Stelter has as much business as a featured authority in a conference on fighting “disinformation” as China has on the U.N. Human Rights Committee, The setting was a panel on “How Media Platforms Shape Consumer Realities,” , featuring moderator Jim Rutenberg of the New York Times (This tells you all you need to know about his perspective), The Dispatch’s Stephen Hayes, Lauren Williams of Capital B, and Stelter. His perambulations to avoid dealing with the substance of the question were the stuff of “Monty Python” satire:
U of C FRESHMAN CHRISTOPHER PHILLIPS: Hi, thank you for coming. My name is Christopher Phillips, I’m a first-year at the college. My question is for Mr. Stelter.
You’ve all spoken extensively about Fox News being a purveyor of disinformation. But CNN is right up there with them. They pushed the Russian collusion hoax, they pushed the Jussie Smollett hoax, they smeared Justice Kavanaugh as a rapist, and they also smeared Nick Sandmann as a white supremacist, and yes, they dismissed the Hunter Biden laptop affair as pure Russian disinformation.
With mainstream corporate journalists becoming little more than apologists and cheerleaders for the regime, is it time to finally declare that the canon of journalistic ethics is dead or no longer operative?
All of the mistakes of the mainstream media, and CNN in particular, seem to magically all go in one direction. Are we expected to believe that this is all just some sort of random coincidence or is there something else behind it?
BRIAN STELTER: Too bad, it’s time for lunch.
JIM RUTENBERG: You have 30 seconds, Brian.
STELTER: There’s a clock that says 30 seconds.
But I think my honest answer to you – and I’ll come over and talk in more detail after this – is that I think you’re describing a different channel than the one that I watch. But I understand that is a popular right-wing narrative about CNN.

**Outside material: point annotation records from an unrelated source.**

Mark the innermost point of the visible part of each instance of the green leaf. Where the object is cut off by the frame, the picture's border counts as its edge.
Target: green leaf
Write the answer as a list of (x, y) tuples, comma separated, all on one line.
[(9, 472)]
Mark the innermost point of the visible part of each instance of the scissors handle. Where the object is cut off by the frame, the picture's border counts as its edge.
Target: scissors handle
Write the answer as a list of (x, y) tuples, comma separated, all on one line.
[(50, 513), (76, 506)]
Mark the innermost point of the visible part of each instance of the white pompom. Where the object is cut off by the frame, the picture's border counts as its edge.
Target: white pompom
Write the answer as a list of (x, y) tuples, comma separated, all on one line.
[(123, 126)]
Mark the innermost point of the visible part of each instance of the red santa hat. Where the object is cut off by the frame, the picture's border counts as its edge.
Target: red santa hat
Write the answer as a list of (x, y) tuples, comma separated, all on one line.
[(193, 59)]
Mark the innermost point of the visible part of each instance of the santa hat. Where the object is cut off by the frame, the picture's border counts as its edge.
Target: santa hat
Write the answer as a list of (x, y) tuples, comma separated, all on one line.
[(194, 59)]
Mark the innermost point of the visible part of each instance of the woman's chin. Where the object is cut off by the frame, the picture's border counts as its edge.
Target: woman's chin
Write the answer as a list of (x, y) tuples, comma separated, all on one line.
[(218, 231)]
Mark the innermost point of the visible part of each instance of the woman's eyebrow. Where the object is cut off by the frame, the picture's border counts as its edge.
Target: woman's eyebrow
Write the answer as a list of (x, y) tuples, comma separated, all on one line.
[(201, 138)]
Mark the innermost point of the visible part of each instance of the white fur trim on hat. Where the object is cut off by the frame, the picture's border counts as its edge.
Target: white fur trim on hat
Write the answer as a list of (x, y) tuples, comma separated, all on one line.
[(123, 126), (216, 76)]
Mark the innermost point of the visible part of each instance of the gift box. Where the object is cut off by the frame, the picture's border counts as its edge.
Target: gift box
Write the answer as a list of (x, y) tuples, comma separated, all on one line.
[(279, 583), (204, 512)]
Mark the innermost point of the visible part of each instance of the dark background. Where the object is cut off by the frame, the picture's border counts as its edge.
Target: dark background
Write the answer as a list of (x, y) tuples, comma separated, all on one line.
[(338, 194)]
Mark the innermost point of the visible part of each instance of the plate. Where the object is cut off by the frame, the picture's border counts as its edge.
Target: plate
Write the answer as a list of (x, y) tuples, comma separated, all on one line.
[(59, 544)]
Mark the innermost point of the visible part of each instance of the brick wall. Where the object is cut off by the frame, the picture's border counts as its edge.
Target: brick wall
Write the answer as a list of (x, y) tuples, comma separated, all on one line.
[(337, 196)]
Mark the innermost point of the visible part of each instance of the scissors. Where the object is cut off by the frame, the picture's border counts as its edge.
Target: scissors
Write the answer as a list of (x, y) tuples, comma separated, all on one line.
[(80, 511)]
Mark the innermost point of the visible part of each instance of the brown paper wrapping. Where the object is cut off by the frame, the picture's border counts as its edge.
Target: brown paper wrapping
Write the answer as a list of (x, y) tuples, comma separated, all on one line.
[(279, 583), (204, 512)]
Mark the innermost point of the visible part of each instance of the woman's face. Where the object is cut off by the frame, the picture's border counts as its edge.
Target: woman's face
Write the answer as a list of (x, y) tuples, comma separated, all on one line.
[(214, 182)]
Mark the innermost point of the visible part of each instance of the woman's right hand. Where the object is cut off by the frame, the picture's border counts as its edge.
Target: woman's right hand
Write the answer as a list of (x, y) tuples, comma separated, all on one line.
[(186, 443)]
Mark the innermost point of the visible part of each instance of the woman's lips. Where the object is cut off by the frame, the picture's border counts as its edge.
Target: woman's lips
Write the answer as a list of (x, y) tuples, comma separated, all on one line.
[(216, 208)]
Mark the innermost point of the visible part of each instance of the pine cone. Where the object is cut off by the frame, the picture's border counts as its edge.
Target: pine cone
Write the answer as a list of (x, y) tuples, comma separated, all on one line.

I think it’s important when we talk about shared reality and democracy – all these networks, all these news outlets have to defend democracy and when they screw up, admit it.
But, when Benjamin Hall, the Fox News correspondent, was wounded in Ukraine, the news crews at CNN and The New York Times stopped what they were doing and they tried to help. They tried to help him get out of the country, they tried to find the dead crew members. That’s what news outlets do. That’s how they actually do work together – to your question about sharing those kind of connections and trust.
We don’t talk about it enough though. We don’t share that reality about how that happens. And with regard to “the regime,” I think you mean the President Biden. The last time I spoke with a Biden aide, we yelled at each other. So, that’s the reality of the news business that people don’t see, that people don’t hear. They imagine that it’s a situation that simply is not.
But I think your question, it speaks to the failure of journalism to show our works and show the reality of how of profession operates. We have a lot of work to do, I think.
RUTENBERG: Okay, well, I’ve got a blinking red light.
STELTER: I know, we can keep going but there’s lunch right out in the hallway!
RUTENBERG: It’s lunchtime.
Isn’t that perfect?
Stelter began by joking about ducking the question using lunch as an excuse, and then he ducked the question using lunch as an excuse! His subsequent evasions and deflections in sequence:
- He said that he’d respond to the question in private.
- He denied the student’s accurate claims without providing any facts that rebutted them.
- He played the cheap and insulting “right-wing narrative” card.
- He implies that CNN admits when it “screws up” (meaning “gets caught in fake news in biased reporting”) when he refuses to admit the examples the student cited.
- He ran out the clock with a 100% irrelevant account of how CNN helped a wounded Fox News correspondent, as if that had anything to do with the network’s reporting.
- He insulted the intelligence of the audience by claiming that an argument with a Biden official (about an unrevealed topic) disproved CNN’s partisan bias.
- He concluded with the absurd lie that the public gets the wrong impression about how objective, honest and fair journalists like him are because they don’t do a good enough job explaining to the ignorant public how they do their jobs.
Then he allowed the moderator to cut off the discussion before the student could follow-up or get a genuine answer. “Oops! Lunchtime! Too bad we don’t have more time! Well, gotta chow down!”
I run participatory seminars as a profession. When an important issue is raised before a scheduled break, I delay the break. That’s what you do when you care about honest and open discourse instead of being afraid of what it will reveal.